Problem statement
Suppose $\Omega \subseteq \mathbb{R}^{n}$ is bounded, and path-connected , and $u \in C^{2} (\Omega)\cap C(\partial \Omega)$ satisfies
$$ \begin{cases}
-\Delta u = 0 \quad &\text{in } \ \Omega,\\ u = g \quad &\text{on } \ \partial \Omega.
\end{cases}$$
Prove that if $g\in C(\partial \Omega)$ with
$$ g(x) = \begin{cases}
\ge 0 \quad &\text{for all } x \in \partial\Omega,\\ >0 \quad &\text{for some} \ x \in \partial \Omega.
\end{cases},$$
then
$$ u(x) > 0 \quad \text{ for all } \ x\in \Omega.$$
Attempt at solution
By definition the closure is $\overline{\Omega} = \Omega \cup \partial\Omega$, the domain is then bounded by $\partial \Omega$. The function $u$ is harmonic so $u$ satisfies the Mean-Value-Property. It follows that we can apply the weak/maximum principle.

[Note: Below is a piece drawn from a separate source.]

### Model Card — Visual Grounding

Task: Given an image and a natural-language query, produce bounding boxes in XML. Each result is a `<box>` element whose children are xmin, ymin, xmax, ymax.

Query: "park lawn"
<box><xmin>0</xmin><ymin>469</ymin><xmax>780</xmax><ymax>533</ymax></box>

By the weak maximum principle,
$$ \min\limits_{\overline{\Omega}} u = \min\limits_{\partial \Omega} u,$$
$u$ on the boundary is $g$, which is bounded below by $0$, therefore
\begin{align}
u(x) \ge \min\limits_{\partial \Omega} u = 0 &\implies u(x) \ge 0 \ \ \forall x \in \overline{\Omega} \\
&\implies u(x) > 0 \ \ \forall x \in \overline{\Omega} \backslash{\partial \Omega} \tag{1}\\
&\implies u(x) >0 \ \ \forall x \in \Omega
\end{align}
I feel like I'm missing something in this proof, I particularly am not sure how to properly justify $(1)$ or if even the justification holds at all.
Best Answer
Instead of the weak maximum principle you can apply the strong maximum principle. Assume that there exists a point $x_0\in\Omega$ such that $u(x_0)\leq 0$, then there exists a point $\tilde{x}_0 \in \Omega$ such that $$u(\tilde{x}_0) = \min_{\bar{\Omega}} u$$ since $g\geq 0$. The strong maximum priciple now states that $u$ is constant within $\Omega$, hence $u(x)=u(\tilde{x}_0) \leq 0$ for all $x\in \Omega$. However, this contradicts the existence of points $y$ in $\partial\Omega$ with $g(y)>0$. Thus, $u>0$ in $\Omega$.